君とは笑えない

 家に風呂がない、といっても言い過ぎではないように思えるほどだ。

 私の家にはシャワールームがあり、それはここに住む者全てが共用している。

 そもそも、家と呼ぶレベルに到達していない、とすら言えるが、自身の寝床をそうも貶すこともないだろう。

「銭湯に行こう」

 そう言って小田に声をかけるも、

「もう入ったよ」

と断られる。

 あのシャワールームは入ったとは言わん、と思いながらも、小田の部屋をあとにする。

 まあ、私もシャワーを浴びたことを、風呂に入ったと言うことはあるなと、やや反省しながら家を出た。

 11月も終わりの夜の9時、随分と寒くなってきたなと感じる。

 寝巻きにジャケットを羽織ってきたが、しかしまだ肌寒い。

 寒さに耐えながら5分歩き、行きつけの銭湯の看板だけが明るい路地へ入る。

 駐車場は無く、ここまでのアクセスは基本的に徒歩か自転車、店の前に駐まる自転車の数は少なかった。

「いらっしゃいませ」

 聞き慣れない若い女性の声だった。

 番台に座るにはあまりにも若い、少女とすら思える風貌の女性が私を出迎えた。

「450円です」

 女子高生くらいだろうか。
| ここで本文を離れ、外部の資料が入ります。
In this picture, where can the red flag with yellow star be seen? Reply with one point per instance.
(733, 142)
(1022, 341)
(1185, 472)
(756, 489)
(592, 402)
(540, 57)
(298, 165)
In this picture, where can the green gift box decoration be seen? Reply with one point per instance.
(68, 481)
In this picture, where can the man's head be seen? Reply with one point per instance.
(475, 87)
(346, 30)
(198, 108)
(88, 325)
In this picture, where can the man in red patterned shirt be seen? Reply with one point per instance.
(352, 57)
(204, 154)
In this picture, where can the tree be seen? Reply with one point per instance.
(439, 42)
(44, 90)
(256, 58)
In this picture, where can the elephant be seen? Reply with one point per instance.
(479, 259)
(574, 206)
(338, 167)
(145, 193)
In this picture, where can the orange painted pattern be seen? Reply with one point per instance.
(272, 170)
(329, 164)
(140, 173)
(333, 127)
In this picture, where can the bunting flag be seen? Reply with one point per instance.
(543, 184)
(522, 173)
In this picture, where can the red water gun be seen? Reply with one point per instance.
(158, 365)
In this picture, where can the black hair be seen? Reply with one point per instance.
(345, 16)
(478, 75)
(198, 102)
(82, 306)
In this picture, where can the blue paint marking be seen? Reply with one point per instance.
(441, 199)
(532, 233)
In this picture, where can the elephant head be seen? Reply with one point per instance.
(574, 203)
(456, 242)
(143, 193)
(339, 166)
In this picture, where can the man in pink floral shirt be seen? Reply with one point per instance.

愛想が良く、無垢で汚れのない笑顔で金を請求する。

 この少女に金を支払い風呂に入るのは、何か猥褻な行為のようで後ろめたく感じたが、支払わないのはもっと良くない。

 私は500円を支払い、50円のお釣りを受け取る時、彼女の温かい手に触れた。

 彼女も私の体温を感じたらしく、

「つめた…、ゆっくりと温まってくださいね」

と微笑んだ。

 その笑顔に嘘が無いように感じ、彼女の実直さに私は答えに詰まり、無言で脱衣場へ入った。

 そしてすぐに後悔した。

 情けない、まるで女の手に初めて触れたような振る舞いだ。

 いや、待てよ。

 だいたい、いつもの禿げた親父はどこに行ったんだ、あの親父の娘なのか、あんな若いのを番台に立たせるんじゃねえよ、と自身の不甲斐なさを名前も知らない中年に責任転嫁し、私の後悔はほとんど消失した。

 まず最初にサウナへ向かい汗を流し、汗もろともをシャワーで洗い流すのが、私のいつもの銭湯での流れである。

 サウナに入ると、既に7人が入っていた。

 私にはサウナにおいて、一つだけルールを設けている。

 それは、自分より先に入っている者よりは、先にサウナを出ないことだ。